The award was far less than the $137 million that a different jury awarded two years ago, mostly in punitive damages. The judge in that trial later reduced the figure to $15 million, prompting the plaintiff, Owen Diaz, to challenge the amount in a new trial.
But rather than more money, he will come away with less. After a five-day trial, the jury awarded $3 million in punitive damages, and $175,000 in past and future noneconomic damages.
Mr. Diaz said he had been subjected to repeated racist offenses while working as a contractor at Tesla’s factory in Fremont, near San Francisco, in 2015 and 2016. While there, he said, a supervisor and other colleagues frequently used racial slurs, including in reference to him. Employees also wrote racial epithets, and drew symbols and caricatures, around the factory, he said.
Mr. Diaz said that the offenses had taken an emotional toll on him and that he had brought them to the company’s attention, but that Tesla had done little to address them. He said he had tolerated the hostilities until his son began working at the factory and faced similar treatment.
“The prevalence of the use of the N-word inside of Tesla’s workplace is an indication that they did not care about how their African American employees felt,” Bernard Alexander, one of Mr. Diaz’s lawyers, said in a closing argument in the latest trial. “It was a complete affront to every African American inside the workplace.”
Tesla’s lawyers suggested that Mr. Diaz had overstated the impact and extent of the racial harassment he had faced, encouraging the jury to minimize the damage award.
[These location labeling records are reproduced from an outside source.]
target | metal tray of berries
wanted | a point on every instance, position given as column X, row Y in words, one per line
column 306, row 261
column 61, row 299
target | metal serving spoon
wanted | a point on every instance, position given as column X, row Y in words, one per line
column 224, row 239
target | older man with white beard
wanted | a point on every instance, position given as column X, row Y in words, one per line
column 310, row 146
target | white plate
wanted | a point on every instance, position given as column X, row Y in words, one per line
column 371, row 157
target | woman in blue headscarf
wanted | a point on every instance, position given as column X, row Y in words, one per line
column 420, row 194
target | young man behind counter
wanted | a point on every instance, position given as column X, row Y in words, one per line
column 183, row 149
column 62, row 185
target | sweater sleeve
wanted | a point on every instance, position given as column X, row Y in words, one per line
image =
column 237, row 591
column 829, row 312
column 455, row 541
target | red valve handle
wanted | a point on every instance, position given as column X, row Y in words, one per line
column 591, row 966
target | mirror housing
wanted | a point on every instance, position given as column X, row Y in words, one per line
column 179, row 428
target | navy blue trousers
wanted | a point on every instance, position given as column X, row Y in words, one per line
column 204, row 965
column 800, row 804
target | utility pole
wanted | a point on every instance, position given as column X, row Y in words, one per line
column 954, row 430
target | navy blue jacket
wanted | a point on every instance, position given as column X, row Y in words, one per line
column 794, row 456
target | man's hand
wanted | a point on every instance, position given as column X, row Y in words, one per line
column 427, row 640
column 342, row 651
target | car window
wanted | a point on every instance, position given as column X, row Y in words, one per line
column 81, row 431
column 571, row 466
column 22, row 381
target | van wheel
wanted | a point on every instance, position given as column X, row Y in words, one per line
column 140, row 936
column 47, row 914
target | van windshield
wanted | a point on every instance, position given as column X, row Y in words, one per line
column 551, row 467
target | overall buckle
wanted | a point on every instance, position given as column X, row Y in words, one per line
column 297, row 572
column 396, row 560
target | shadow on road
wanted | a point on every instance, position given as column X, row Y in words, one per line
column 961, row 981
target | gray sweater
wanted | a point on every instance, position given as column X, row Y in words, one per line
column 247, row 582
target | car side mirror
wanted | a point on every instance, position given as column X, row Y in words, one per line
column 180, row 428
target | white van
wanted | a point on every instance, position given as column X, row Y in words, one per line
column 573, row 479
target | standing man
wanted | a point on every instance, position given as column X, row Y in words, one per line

But the company’s liability for having subjected Mr. Diaz to a hostile work environment and having failed to prevent racial harassment was not on trial. That had already been “conclusively determined,” Judge William H. Orrick said in instructions provided to jurors. Instead, the jury’s responsibility was to determine how much Mr. Diaz was owed.
Judge Orrick also presided over the original trial.
After the 2021 trial, Tesla’s head of human resources said the company had fired two contractors and suspended another in response to Mr. Diaz’s complaints. The executive acknowledged that the company was “not perfect” in 2015 and 2016, but said that it had since come a long way.